Ivan Zajc

Ivan Zajc [ iʋa ː n zajts ] (also Giovanni Zaytz ) ( born August 3, 1832 in Fiume (Rijeka ), Empire of Austria, today Croatia, † December 16, 1914 in Zagreb) was a composer and conductor.

Zajc in Rijeka first attended the music school, before to 1855 he studied at the Conservatory in Milan in 1850. After the death of his parents in 1855 Zajc returned back to his hometown, where he took a job as a conductor and concertmaster, at the local philharmonic Institute taught stringed instruments and wrote a number of compositions in his typical tempos. After Zajc in 1860 with his opera Amelia ossia Il Bandito was able to record a great success, he decided in 1862 to go to Vienna, where at that time there was a thriving theater and opera landscape.

He was very popular because of its operettas The boy on the boat (1863 ) and The Boasische Witch (1866 ).
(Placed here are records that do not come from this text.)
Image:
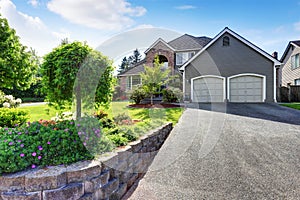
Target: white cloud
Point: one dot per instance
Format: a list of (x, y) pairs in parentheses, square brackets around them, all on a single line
[(34, 3), (31, 30), (297, 26), (185, 7), (104, 15)]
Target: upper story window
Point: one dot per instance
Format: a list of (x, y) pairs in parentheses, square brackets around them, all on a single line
[(182, 57), (226, 41), (295, 60)]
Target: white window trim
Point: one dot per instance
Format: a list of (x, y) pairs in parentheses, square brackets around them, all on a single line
[(208, 76), (248, 74)]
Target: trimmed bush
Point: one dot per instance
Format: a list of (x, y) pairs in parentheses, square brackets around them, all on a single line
[(138, 94), (50, 143), (10, 117), (172, 95)]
He lived in the time of the Illyrian movement that influenced him and made a fervent patriot. He wanted nothing more than the union of the five Croatian counties that were under different dominations, and the liberation of Croatia from Austria - Hungary. He processed all these feelings in his operas Mislav (1870 ), Ban Lay ye (1872 ), Nikola Šubić Zrinjski (1876 ) and Lizinka ( 1878). Furthermore, numerous works for solo voice, for choir, orchestra, piano, and an oratorio are received from him. After his death he was buried in the Mirogoj cemetery in Zagreb.